In some wellbores, it may be desirable to individually and selectively create multiple fractures along a wellbore at a distance apart from each other, creating multiple “pay zones.” The multiple fractures should have adequate conductivity, so that the greatest possible quantity of hydrocarbons in an oil and gas reservoir can be produced from the wellbore. Some pay zones may extend a substantial distance along the length of a wellbore. In order to adequately induce the formation of fractures within such zones, it may be advantageous to introduce a stimulation fluid via multiple stimulation assemblies positioned within a wellbore adjacent to multiple zones. To accomplish this, it is necessary to configure multiple stimulation assemblies for the communication of fluid via those stimulation assemblies. Thus, there is an ongoing need to develop new methods and apparatuses to enhance hydrocarbon production.
A wellbore stimulation assembly allows a well producer to create an open well condition at an entry point in a zone by increasing pressure and opening ports in the tool to the formation. One such tool known in the art operates by a sliding sleeve that shears pins at an actuation pressure, thereby allowing the sliding sleeve to move to an open position. This single set point actuation methodology, however, prevents a casing pressure test at maximum operating pressure if the shear pin set value is less than the maximum operating pressure. Alternatively, if the shear pin set value is greater than the maximum operating pressure, than the operating pressure must exceed the maximum operating pressure in order to open the tool.

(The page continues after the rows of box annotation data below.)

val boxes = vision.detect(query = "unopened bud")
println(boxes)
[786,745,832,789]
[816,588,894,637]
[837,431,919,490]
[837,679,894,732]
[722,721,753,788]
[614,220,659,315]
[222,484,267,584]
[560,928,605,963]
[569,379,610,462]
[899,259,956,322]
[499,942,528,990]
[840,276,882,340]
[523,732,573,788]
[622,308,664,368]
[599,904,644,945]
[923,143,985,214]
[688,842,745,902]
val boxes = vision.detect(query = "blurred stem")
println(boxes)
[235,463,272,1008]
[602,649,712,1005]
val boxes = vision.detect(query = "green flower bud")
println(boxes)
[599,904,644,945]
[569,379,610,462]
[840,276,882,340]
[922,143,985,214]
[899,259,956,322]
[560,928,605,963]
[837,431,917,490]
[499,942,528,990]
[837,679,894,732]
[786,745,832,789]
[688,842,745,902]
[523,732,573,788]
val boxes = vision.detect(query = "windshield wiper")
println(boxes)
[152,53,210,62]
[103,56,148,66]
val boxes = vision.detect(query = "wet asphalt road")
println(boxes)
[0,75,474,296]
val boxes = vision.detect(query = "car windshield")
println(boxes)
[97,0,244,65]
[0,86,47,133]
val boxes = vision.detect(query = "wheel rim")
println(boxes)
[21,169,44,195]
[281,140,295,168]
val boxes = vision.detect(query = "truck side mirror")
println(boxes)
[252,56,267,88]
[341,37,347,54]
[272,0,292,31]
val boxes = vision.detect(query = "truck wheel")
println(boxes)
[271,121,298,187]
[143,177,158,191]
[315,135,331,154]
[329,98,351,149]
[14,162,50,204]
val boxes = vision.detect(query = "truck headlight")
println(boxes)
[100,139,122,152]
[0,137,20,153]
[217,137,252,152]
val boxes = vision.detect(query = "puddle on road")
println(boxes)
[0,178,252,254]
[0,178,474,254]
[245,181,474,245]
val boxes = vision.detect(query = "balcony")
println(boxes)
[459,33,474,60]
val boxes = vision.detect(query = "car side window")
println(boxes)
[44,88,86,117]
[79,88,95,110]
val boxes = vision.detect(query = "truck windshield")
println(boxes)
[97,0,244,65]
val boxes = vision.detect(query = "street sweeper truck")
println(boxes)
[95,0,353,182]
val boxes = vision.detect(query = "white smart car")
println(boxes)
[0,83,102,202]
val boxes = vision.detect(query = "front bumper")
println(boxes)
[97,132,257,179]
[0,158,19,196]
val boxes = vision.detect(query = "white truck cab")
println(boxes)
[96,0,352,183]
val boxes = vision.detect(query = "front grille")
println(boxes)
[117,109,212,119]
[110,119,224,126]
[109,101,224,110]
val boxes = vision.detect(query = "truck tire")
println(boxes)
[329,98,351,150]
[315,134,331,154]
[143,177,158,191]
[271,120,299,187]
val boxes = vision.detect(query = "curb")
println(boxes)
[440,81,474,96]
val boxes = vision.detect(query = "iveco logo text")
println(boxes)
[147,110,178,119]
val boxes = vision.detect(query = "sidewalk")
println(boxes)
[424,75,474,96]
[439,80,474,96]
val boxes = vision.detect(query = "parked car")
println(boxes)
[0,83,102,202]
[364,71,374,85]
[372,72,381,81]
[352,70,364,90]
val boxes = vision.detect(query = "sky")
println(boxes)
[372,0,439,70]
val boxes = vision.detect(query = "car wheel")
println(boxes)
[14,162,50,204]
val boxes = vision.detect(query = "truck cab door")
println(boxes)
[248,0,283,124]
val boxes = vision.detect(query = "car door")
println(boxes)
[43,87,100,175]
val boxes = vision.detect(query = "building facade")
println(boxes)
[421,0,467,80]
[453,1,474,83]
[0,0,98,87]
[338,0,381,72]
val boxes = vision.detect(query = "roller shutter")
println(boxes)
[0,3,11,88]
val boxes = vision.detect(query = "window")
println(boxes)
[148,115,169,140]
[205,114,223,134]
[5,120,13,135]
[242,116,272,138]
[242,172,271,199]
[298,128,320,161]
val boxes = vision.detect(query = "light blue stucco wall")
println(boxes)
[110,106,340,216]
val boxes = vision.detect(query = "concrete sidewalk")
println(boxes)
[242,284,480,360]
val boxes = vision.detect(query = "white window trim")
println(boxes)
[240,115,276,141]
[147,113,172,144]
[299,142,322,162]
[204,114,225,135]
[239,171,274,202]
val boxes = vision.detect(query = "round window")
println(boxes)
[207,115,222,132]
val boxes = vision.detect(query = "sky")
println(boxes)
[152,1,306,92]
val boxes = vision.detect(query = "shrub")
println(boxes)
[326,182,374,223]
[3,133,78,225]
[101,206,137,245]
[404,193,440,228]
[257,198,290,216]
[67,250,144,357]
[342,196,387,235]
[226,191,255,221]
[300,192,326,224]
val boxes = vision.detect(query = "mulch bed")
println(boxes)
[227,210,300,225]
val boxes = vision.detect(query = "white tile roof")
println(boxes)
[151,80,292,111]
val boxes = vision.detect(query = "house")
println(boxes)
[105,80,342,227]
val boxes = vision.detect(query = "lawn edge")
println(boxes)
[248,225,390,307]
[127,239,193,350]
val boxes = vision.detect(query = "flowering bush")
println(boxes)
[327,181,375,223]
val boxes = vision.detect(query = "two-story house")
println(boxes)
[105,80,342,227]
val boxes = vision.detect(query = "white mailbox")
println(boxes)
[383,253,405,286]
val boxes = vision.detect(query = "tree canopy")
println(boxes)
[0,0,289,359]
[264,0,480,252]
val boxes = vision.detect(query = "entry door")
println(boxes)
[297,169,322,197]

Moreover, shear pins do not always part at the exact set value, and sliding sleeve friction affects the overall activation pressure. Cemented applications pose a particular challenge, because cement causes additional friction for sliding sleeves, and any cavities or passages have a tendency to collect cement. When pins shear at a higher pressure than the designed pressure, maximum operating pressure may be exceeded and casing failure may result. When pins shear at a lower pressure than the design pressure, the tool opens prematurely before the well pressure testing and inspection is completed.